In a WorldPost debate, China scholars Jeffrey Wasserstrom and Kate Merkel-Hess spar with Beijing-based scholar Daniel A. Bell over claims in an essay I wrote recently arguing that Chinese President Xi Jinping's current crackdown on an independent civil society must be understood in light of that country's long history as a unitary state with no autonomous realm beyond its fold. Wasserstrom and Merkel-Hess argue that President Xi is selectively reading China's history, dismissing periods of pluralism as a way to justify authoritarianism. Bell argues that Wasserstrom and Merkel-Hess display a "colonial mindset" by engaging in their own selective reading of Chinese history to suit Western notions of human rights and democracy. All agree, as Bell puts it, that "It's a mistake to say that there is only one political tradition in Chinese history and to draw implications for contemporary China based on that assumption."

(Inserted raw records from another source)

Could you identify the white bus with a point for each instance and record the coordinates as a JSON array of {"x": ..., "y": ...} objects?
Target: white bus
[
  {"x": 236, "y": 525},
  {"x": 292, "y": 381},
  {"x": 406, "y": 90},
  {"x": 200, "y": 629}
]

In an essay in HuffPost France, Prime Minister Manuel Valls condemns what he calls the "proselyte contestation" of those in France who "seek to defy two of the fundamental principles of our country" -- the equality of men and women and secularism. Marc Steinau, Benjamin Reuter and Nicholas Miriello report that political violence is rising in Germany along with the right-wing Alternative for Deutschland (AfD) party.

Seyed Hossein Mousavian, a former member of Iran's National Security Council, and Hesam Rahmani assess the state of the Iran nuclear deal, which continues to be attacked by opponents both in the U.S. and Iran. The fear, they write, is that "radical voices on both sides that have sought to undermine the deal will win, and escalation will once again become the name of the game between Iran and the U.S. The path to peace will diverge back onto the path to war."

As if it couldn't get worse, Willa Frej reports that child suicides are escalating in the besieged Syrian town of Madaya. Rowaida Abdelaziz, however, has a glimmer of hope from there -- a family suffering from meningitis has been evacuated for treatment just weeks after one member, an 11-year-old boy, had himself been removed due to the same illness. On the anniversary of the 9/11 terror attacks on the World Trade Center in New York, Dean Obeidallah surveys how the lives of Muslims in the Middle East have been impacted.

Arthur Molella contends that the 1900 world's fair in Paris has shaped our present-day attitudes toward technology He recalls Henry Adam's reflections at the time. "In a chapter titled 'The Dynamo and the Virgin,' he cites Adams as "ponder[ing] the implications of the machine age, expressing deep concern over what he sees as a dangerous clash between the seductive grandeur of modern science and technology -- what he calls 'the Dynamo' -- and the essential undergirding of humanity, religion and traditional values, which he christens 'the Virgin.'"

Finally, our Singularity series this week talks to virtual reality pioneer Chris Milk, who says, "I don't think the future of VR looks like video games; I don't think it looks like cinematic VR; I think it looks like stories from our real lives."